Dennoch sagte Ott auch, dass "seitdem diese Partei auf der Bildfläche erschienen ist, unser Staat unsicherer geworden ist." Er verwies darauf, dass die AfD einen autoritären und gewalttätigen Staat wolle, was man unter anderem an Postings in Sozialen Medien sehe, wo sie "Gewalt und Angst" in den Diskurs bringe. Der FDP-Politiker Marc Lürbke rief den Abgeordneten der AfD zu, ihre Partei würde immer "irgendwo zwischen Fackelzug und Facebook" agieren. Deshalb kaufe er der Partei die Opferrolle auch nicht ab, wenn sie von Angriffen auf sich selbst berichte.

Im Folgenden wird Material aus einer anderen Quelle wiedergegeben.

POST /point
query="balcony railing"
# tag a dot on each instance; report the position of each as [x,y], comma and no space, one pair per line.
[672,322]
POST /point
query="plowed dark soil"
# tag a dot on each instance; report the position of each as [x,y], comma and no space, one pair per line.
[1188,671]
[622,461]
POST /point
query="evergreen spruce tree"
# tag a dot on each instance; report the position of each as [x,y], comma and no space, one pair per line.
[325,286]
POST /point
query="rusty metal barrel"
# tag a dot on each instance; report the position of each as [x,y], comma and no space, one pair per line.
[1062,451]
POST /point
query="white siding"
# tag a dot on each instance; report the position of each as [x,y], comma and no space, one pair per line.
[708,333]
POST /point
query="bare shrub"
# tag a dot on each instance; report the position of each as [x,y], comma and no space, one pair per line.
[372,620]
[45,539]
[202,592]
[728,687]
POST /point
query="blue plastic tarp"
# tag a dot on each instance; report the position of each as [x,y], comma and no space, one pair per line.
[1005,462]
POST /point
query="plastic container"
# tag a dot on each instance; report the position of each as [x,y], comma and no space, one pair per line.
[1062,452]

Die Grüne Fraktionschefin Wibke Brems äußerte den Eindruck, dass die Gesellschaft im politischen Raum immer mehr verlerne, Kompromisse zu schließen. Verständigungen zwischen Parteien gelten bei vielen Menschen "oft als schmutzige Hinterzimmerdeals", obwohl doch jeder Mensch im Alltag immer Kompromisse eingehe, so Brems. Sie verwies auf den Diskurs in den USA, der inzwischen immer unversöhnlicher werde. Das Land "sollte uns eine Warnung sein".

Kaum Zwischenrufe, viel Disziplin

Bei all dem blieben die sonst üblichen, größeren Zwischenrufe von der AfD-Bank zunächst aus. Und auch die Gegenseite verhielt sich zurückhaltend, selbst nachdem der erste AfD-Sprecher Markus Wagner sagt, "kaum einer verharmlost die Nazis mehr als Hendrik Wüst." Wagner spielte damit auf Äußerungen des Ministerpräsidenten an, die AfD sei eine "Nazi-Partei". Wagner erklärt, dass genau dieser Vergleich die Taten der Nazis relativiere, weil die AfD - so Wagner - doch vor importierten Judenhass warne und gegen Krieg sei.

Blieb selbst diese Äußerung ohne Reaktion der anderen Parteien, provozierte Wagner mit fortlaufender Zeit dann doch Zwischenrufe, als er formuliert, "die Grünen, Hendrik Wüst und seine Freundin Ricarda Lang, sie wollen austeilen", aber heulten rum beim Einstecken. Stöhnen und vereinzelte Rufe wie "Wahnsinn" kommen von den anderen Fraktionen, als der ehemalige Fraktionschef daraufhin sagt, dass die AfD dagegen sinnbildlich der "Rocky Balboa der Parteien" sei und wie der boxende Filmcharakter klaglos einstecke.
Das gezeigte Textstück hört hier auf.